Durante a primeira fase do romantismo brasileiro José de Alencar escreveu o livro Iracema, ao qual idealizava o índio, caracterizando-o como um ser folclórico e responsável pela identidade da nossa nação. No entanto, na atual conjuntura do Brasil, o que se observa é o contrário. Os indígenas, para manter sua continuidade, lutam por direito a terra, assim como, para a manifestação da sua cultura.
Primeiramente, é preciso entender a terra como elemento mínimo para a sobrevivência do nativo. É através dela, que se torna possível a agricultura, a caça, a pesca e o convívio harmônico dos integrantes, sendo assim, a negação dessa área para estes indivíduos, deixa-os restringidos quanto as atividades da sua sociedade, gerando conflitos de interesse econômico, político e social entre esses povos e o governo do país. No Brasil, os principais vilões são os grandes fazendeiros e os donos de empresas, esses possuem milhares de latifúndios para a monocultura, criação de gado e até mesmo exploração dos recursos naturais, sem nenhuma fiscalização.
Todos esses aspectos, dificultam a realização de medidas pela Funai (Fundação Nacional do Índio), por que no Brasil, os interesses ao agronegócio são mais vantajosos para movimentar a economia do que a defesa dos direitos humanos. Porém, as origens desses problemas se revelam, na nossa história, principalmente durante a colonização portuguesa por meio de uma aculturação forçada, no qual, os únicos integrantes da nomeada Terra de Santa Cruz foram dominados pela imposição, da cultura e da moral católica, do escambo e, também, pelas doenças trazidas com os europeus.
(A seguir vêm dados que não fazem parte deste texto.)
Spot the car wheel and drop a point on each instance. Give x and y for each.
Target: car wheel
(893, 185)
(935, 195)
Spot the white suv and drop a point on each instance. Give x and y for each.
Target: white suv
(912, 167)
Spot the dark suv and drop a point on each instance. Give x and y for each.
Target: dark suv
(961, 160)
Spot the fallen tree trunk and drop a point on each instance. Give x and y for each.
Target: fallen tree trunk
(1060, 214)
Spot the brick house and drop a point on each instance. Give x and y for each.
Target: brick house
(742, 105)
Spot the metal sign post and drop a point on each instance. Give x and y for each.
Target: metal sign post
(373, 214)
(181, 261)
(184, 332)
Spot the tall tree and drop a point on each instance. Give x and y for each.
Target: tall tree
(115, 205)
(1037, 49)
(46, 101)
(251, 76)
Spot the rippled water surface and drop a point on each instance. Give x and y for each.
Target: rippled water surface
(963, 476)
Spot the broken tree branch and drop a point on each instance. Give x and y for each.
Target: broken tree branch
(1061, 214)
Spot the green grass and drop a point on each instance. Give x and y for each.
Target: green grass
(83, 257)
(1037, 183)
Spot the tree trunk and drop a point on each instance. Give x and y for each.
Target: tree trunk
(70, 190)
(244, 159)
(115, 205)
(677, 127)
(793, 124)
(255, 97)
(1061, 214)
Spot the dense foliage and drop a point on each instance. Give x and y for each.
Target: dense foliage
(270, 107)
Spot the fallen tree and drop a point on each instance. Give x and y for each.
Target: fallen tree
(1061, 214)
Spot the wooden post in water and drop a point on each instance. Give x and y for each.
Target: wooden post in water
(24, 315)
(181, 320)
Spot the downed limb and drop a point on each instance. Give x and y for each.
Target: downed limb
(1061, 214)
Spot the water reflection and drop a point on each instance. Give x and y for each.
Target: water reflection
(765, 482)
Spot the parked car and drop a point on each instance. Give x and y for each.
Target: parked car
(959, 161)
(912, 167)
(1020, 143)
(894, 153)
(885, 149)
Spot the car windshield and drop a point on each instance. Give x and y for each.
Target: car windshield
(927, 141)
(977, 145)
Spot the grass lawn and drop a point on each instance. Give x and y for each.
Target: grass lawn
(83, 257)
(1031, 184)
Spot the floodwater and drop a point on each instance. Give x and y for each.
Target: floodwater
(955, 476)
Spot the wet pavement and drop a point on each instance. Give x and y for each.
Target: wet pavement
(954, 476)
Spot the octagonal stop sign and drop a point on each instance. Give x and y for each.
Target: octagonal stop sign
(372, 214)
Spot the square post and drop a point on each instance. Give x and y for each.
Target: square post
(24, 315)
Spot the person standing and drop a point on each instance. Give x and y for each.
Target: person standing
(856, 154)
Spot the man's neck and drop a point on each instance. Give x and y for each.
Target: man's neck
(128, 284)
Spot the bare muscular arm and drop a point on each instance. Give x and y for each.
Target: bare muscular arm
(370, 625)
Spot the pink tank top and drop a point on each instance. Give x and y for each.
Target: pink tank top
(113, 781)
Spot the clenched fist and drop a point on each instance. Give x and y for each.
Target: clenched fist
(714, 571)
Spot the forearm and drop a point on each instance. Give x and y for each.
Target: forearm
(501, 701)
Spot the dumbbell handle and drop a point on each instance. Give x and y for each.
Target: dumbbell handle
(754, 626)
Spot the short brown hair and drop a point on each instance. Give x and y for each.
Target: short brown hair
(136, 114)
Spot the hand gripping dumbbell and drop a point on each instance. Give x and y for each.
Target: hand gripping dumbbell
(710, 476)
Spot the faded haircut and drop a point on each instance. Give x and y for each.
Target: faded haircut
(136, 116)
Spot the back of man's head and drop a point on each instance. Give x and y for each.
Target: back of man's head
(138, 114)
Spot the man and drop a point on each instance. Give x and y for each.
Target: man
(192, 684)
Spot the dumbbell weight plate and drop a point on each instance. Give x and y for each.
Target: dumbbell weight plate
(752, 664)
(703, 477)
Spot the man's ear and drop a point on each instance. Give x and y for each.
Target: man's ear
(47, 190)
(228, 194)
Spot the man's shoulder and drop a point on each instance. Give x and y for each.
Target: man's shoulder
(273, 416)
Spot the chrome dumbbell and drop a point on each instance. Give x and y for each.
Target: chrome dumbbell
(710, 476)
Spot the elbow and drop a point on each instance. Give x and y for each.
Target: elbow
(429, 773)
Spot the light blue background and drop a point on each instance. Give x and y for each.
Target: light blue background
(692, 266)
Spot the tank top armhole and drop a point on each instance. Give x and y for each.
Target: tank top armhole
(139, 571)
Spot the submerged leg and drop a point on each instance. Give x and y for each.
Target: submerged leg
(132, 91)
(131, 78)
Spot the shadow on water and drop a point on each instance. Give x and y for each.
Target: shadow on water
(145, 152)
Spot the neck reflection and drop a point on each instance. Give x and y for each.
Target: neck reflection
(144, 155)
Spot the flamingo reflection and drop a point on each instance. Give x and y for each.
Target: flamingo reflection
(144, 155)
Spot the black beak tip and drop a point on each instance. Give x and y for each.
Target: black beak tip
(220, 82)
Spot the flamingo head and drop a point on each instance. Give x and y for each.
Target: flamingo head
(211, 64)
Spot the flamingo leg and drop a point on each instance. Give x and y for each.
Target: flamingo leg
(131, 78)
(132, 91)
Esses fatos, quando somados, levaram a desintegração de parte significante das tradições e dos conhecimentos dos aborígenes.
Portanto, é notável as características que ameaçam a sobrevivência das tribos indígenas, tornando crucial a implementação de medidas que favoreçam os anseios e necessidade desse povo. A primeira solução, deriva da demarcação e vigilância das terras concedidas pela Funai com o intuito de preservar a manifestação da identidade desses seres e protege-los dos grandes agricultores e pecuaristas. Outro ponto, é disseminar a valorização da cultura dos nativos, afim de que, sejam reconhecidos pelas suas contribuições e pela sua história, ademais, como disse Gilberto Freyre, o saber seria uma futilidade se não o fosse usado para um fim social.